都倫研からのおしらせ

東京都高等学校公民科「倫理」「現代社会」研究会の情報をお伝えします。

令和4年度 第2回研究例会のご案内

 都倫研では下記のように秋の研究例会を開催いたします。特別教室で空間を確保するなど開催校にご配慮いただき、久しぶりに直接の参観で公開授業を実施することとなりました。ご参加の際は、マスクの着用など基本的な感染対策をお願いいたします。校務ご多忙の折りとは存じますが、万障お繰り合わせの上ご参加くださいますようお願い申し上げます。

 

1.日 時

令和4年11月25日(金) 

14時35分~17時35分(14:15より受付)

 

2.会 場

東京都立雪谷高等学校 多目的ホール

〒146-0085 東京都大田区久が原1丁目14番1号 

TEL:03-3753-0115
東急池上線御嶽山駅より徒歩8分
東急東横線「田園調布」駅から東急バス「雪谷文化センター」(徒歩5分)
JR京浜東北線「大森」駅から東急バス「久が原出世観音」(徒歩7分
(詳細は、同校ホームページをご覧ください)

アクセスマップ | 東京都立雪谷高等学校


3.内 容
14:15~ 受付開始 多目的ホール(1階)
14:35~15:25 公開授業(多目的ホール
「多面的・多角的な考察と動物の尊厳について」(2年7組「倫理」)
東京都立雪谷高等学校 教諭 百瀬 雅治 先生
マイクロソフト認定教育イノベーター 2022-2023)

15:30~15:50 公開授業についての研究協議
16:00~17:30 学術講演
「バイオ・情報テクノロジー革命時代に、「倫理」をどう考えるか?」
玉川大学 名誉教授 岡本 裕一朗 先生
17:30~17:35 事務連絡・閉会

※事前申し込みは不要です。
※本研究例会は、東京都教育委員会が認定した研究推進団体の研究普及活動であるため、都立高校の先生方は「研修出張」でのご参加が可能です。
※当研究会は個人会費制です。
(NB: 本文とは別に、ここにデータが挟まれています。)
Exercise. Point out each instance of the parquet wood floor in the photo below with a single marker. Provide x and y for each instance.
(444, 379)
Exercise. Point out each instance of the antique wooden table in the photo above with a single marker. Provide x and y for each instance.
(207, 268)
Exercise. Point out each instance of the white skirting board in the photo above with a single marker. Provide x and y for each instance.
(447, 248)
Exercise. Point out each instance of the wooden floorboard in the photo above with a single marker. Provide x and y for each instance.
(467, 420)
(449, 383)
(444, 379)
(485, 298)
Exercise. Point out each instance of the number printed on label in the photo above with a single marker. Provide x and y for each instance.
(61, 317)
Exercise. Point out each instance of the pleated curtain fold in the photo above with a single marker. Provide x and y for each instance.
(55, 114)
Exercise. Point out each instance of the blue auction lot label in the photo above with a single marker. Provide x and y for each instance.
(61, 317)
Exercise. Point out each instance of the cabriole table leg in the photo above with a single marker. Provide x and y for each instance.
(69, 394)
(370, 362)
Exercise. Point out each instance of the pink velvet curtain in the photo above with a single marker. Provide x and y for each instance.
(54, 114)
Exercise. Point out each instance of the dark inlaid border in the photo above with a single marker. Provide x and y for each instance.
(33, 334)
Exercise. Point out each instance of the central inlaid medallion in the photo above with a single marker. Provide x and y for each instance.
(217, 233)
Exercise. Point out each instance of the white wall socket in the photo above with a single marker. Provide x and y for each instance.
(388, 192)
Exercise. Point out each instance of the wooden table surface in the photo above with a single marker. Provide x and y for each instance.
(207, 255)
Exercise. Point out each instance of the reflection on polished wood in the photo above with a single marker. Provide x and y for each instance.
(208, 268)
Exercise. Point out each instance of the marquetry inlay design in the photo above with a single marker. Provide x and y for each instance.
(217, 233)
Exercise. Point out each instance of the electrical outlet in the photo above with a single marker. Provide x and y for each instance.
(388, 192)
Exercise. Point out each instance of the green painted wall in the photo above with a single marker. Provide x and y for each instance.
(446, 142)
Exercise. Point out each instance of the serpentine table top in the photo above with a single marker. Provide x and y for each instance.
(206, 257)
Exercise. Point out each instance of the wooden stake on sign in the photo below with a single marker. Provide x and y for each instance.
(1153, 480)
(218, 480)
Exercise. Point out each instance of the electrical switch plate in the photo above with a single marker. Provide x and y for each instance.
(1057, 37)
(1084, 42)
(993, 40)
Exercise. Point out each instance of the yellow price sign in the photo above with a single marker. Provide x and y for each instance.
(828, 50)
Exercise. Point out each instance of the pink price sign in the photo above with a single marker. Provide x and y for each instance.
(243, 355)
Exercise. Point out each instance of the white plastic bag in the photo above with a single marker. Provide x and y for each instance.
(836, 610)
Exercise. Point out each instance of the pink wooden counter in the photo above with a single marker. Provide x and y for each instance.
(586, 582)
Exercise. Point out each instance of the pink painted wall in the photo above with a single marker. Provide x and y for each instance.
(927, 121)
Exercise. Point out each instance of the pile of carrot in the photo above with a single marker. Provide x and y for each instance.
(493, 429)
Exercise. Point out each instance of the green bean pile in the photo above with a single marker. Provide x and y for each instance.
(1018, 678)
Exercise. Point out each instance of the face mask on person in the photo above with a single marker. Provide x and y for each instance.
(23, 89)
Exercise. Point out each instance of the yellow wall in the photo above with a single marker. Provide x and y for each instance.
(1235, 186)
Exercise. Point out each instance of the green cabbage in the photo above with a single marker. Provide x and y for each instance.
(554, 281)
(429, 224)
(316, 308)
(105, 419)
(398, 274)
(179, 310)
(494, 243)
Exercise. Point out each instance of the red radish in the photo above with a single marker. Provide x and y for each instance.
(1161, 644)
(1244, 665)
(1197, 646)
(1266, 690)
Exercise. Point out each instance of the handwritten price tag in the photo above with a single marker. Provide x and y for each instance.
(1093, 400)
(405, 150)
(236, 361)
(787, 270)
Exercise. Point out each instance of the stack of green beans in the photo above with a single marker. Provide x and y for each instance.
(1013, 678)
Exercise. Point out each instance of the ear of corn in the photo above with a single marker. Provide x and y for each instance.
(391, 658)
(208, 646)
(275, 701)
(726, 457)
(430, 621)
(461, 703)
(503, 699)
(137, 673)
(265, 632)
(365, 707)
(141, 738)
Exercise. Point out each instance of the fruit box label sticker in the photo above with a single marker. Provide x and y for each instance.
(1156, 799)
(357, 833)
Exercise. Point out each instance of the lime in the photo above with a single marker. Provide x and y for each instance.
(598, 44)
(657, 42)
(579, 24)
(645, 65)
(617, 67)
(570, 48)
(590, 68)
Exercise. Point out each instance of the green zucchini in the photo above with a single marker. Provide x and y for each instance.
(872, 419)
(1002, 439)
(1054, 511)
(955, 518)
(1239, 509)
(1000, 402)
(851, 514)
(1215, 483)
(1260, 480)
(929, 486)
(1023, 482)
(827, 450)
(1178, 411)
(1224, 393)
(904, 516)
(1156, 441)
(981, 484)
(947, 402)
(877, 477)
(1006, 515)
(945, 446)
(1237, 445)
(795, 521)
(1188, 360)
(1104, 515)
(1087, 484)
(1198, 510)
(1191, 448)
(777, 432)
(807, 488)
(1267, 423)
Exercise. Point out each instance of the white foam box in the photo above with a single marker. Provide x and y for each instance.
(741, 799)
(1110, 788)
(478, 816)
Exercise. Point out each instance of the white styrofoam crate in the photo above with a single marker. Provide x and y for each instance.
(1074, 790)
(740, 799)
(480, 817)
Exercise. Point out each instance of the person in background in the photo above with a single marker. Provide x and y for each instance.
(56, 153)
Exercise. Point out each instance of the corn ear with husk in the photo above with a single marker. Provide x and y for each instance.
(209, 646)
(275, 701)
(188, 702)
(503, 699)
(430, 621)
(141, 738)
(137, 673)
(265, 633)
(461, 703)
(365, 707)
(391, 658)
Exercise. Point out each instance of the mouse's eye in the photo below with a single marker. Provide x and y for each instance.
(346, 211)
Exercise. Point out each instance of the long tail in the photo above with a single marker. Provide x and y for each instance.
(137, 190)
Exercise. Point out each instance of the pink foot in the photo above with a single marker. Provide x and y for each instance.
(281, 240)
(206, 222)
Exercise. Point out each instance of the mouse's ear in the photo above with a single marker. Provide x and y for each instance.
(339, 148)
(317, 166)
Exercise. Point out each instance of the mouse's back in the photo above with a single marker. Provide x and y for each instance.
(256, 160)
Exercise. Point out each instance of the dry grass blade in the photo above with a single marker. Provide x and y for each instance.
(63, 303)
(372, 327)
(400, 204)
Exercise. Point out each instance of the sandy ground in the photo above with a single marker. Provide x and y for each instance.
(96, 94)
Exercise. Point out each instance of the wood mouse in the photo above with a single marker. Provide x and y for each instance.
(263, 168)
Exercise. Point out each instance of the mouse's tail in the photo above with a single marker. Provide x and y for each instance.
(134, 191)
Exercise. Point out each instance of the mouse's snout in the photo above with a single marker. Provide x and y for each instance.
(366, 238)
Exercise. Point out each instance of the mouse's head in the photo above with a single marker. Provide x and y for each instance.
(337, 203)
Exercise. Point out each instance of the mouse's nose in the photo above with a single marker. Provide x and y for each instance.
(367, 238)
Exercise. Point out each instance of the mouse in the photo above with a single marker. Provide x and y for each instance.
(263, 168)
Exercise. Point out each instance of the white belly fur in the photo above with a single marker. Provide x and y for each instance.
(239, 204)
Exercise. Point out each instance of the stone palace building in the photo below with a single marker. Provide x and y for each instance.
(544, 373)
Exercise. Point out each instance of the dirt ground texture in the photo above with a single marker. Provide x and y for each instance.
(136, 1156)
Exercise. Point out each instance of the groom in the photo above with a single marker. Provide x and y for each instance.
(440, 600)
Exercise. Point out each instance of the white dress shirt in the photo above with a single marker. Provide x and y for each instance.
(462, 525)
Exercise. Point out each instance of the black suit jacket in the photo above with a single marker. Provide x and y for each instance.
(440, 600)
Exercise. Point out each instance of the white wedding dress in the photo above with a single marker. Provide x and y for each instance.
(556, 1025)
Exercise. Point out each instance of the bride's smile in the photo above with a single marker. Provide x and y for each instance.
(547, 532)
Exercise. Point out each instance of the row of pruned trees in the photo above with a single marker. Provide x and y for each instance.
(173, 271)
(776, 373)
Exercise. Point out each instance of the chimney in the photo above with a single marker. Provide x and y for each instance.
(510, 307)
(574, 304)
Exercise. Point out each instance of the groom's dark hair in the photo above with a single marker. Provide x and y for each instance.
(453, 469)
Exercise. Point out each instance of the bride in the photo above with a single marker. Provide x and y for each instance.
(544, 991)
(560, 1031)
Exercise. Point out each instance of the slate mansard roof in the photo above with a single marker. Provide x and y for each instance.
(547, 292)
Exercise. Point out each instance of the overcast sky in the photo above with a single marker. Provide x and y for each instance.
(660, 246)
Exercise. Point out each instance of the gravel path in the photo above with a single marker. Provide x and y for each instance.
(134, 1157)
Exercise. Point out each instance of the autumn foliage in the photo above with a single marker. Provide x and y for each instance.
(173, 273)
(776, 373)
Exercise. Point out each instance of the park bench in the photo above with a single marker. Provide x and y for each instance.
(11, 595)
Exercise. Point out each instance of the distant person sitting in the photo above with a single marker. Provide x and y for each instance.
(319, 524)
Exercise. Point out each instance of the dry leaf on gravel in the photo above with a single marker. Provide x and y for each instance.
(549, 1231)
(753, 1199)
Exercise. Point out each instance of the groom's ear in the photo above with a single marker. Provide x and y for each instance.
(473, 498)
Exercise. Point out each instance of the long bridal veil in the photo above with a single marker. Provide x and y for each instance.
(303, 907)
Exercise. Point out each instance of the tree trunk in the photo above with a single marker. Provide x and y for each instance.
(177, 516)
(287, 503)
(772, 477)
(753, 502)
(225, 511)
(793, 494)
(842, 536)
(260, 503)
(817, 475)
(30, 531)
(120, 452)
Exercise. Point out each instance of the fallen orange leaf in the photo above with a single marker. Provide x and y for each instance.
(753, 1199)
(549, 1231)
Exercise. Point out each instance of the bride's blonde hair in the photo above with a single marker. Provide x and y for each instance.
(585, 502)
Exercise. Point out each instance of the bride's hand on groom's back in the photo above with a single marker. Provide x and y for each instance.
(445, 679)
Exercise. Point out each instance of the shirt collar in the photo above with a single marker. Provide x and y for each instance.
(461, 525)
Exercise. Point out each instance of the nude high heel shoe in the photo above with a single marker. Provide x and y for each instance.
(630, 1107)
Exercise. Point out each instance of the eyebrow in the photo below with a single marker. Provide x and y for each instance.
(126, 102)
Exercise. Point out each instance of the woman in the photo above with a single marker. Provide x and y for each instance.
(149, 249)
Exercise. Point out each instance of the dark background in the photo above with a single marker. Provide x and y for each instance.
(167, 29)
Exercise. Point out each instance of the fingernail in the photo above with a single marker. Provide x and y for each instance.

年会費未納の方は会費1,000円をご用意下さい。
学生、大学院生は、年会費は不要です。

 

お問い合わせ先:東京都高等学校「倫理」「公共」研究会 事務局
東京都立杉並高等学校  伊藤 昌彦 

TEL 03-3391-6530   FAX 03-3398-3767
E-mail Masahiko_Itou@education.metro.tokyo.jp

 

■公開授業について■(百瀬雅治先生より)
2022年度「マンガ大賞2022」大賞「ダーウィン事変」うめざわしゅんさん(講談社)と大学入試問題を題材に、現代における功利主義に関する課題について扱う。具体的には前授業で、教科書に記述されている「最大多数の最大幸福」について学ぶ。そして動物倫理に関する小論文をもとに、生徒1人一台端末を活用し、自己の考えを組み立てる。本時では、生徒それぞれの考えを比較検討するとともに、動物倫理に関する著作物等を読みとき、再度考察していく。その際に、他者の意見を知ることは、自己の考えを対比し、修正等していく過程であることを理解させ、現代社会における様々な事象に対する多面的・多角的な考察とは何かを考えさせる授業展開を考えている。


■学術講演講師プロフィール■
1954年生まれ。九州大学文学部助手を経て、玉川大学文学部教授。2019年に定年退職し、現在は名誉教授。博士(文学)。専門は西洋の近現代哲学・倫理学。哲学の特定の分野に限定せず、領域横断的な研究に携わっている。著書は、『哲学と人類』(2021年、文藝春秋社)『ポストヒューマニズム』(2021年、NHK新書)『アメリ現代思想の教室』(2022年PHP新書)、『これからの仕事になぜ哲学が必要なのか』(2022年、アルク)『いま世界の哲学者が考えていること』(2016年、ダイヤモンド社)『フランス現代思想史』(2015年、中公新書)他多数。

 

■学術講演要旨■(岡本裕一朗先生より)
 20世紀後半から始まったバイオテクノロジーと情報テクノロジーの革命的な進化によって、人間や機械に対する今までの理解が大きく変わりつつあります。こうした状況で、私たちが従来もっていた「倫理」の常識は、根本から揺らいでいます。新たなテクノロジーによって、私たちは今後、想定しなかった倫理的問題に直面することになりそうです。このとき、いったいどう考えたらいいのでしょうか。将来起こりそうないくつかを、思考実験として想定しながら、皆さんとご一緒に考えていこうと思います。皆さんからの活発なご意見を頂戴いたします。